You should only ever use one of config, config_json and preset in a single function call. If multiple are specified, only the one with the highest priority will be used, and the rest will be ignored. The list above shows the options in descending priority.

When you save a config using the Load/Save tab at www.xkpasswd.net, the config is output in JSON format. The config_json named argument makes it easy to build a config you like using the web GUI, and then use that config in your scripts.

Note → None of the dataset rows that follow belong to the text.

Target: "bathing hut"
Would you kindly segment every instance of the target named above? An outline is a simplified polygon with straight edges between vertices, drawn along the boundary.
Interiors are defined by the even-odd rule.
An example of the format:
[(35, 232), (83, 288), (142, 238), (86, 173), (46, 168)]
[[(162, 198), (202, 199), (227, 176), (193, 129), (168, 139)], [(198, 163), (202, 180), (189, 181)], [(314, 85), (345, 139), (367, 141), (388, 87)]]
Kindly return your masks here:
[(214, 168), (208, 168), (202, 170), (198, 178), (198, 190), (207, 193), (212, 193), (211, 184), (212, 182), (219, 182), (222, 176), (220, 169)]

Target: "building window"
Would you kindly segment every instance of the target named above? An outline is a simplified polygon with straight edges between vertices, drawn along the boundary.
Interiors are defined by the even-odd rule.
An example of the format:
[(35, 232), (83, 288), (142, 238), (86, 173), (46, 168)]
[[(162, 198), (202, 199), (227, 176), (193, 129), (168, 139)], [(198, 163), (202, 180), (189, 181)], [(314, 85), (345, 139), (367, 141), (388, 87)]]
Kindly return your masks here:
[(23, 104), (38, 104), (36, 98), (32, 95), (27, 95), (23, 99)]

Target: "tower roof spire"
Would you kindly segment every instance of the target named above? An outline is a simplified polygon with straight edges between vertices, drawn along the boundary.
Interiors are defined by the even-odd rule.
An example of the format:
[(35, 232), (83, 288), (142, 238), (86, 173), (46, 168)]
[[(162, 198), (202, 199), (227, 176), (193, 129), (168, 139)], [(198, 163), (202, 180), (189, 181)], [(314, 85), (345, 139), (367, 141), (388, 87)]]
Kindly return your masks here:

By default the module uses the preset DEFAULT.

Specifying an RNG

There is only one named argument for controlling random number generation, rng, and the associated value must be an instance of a class that extends Crypt::HSXKPasswd::RNG.

As described earlier in the article, by default the module will use the most secure RNG available on your system. Unless you write your own custom RNG, or want to use Crypt::HSXKPasswd::RNG::RandomDotOrg, my advice would be to allow the module choose the most secure available RNG for you by not specifying an rng argument.

Finally – Reporting Bugs & Contributing

There are literally thousands of new or edited lines of code in this module. I’ve obviously done my own testing, but it’s almost inevitable that I’ve missed something somewhere. If you stumble into any bugs, please let me know by opening an issue on the project’s GitHub page.

You can also use the GitHub issue tracker to suggest improvements or additions.

Finally for any interested developers out there – pull requests are welcome, provided the code works, the code style is consistent with the rest of the module, and the code passes PerlCritic run using the settings in the .perlcriticrc file included in the module’s GitHub project.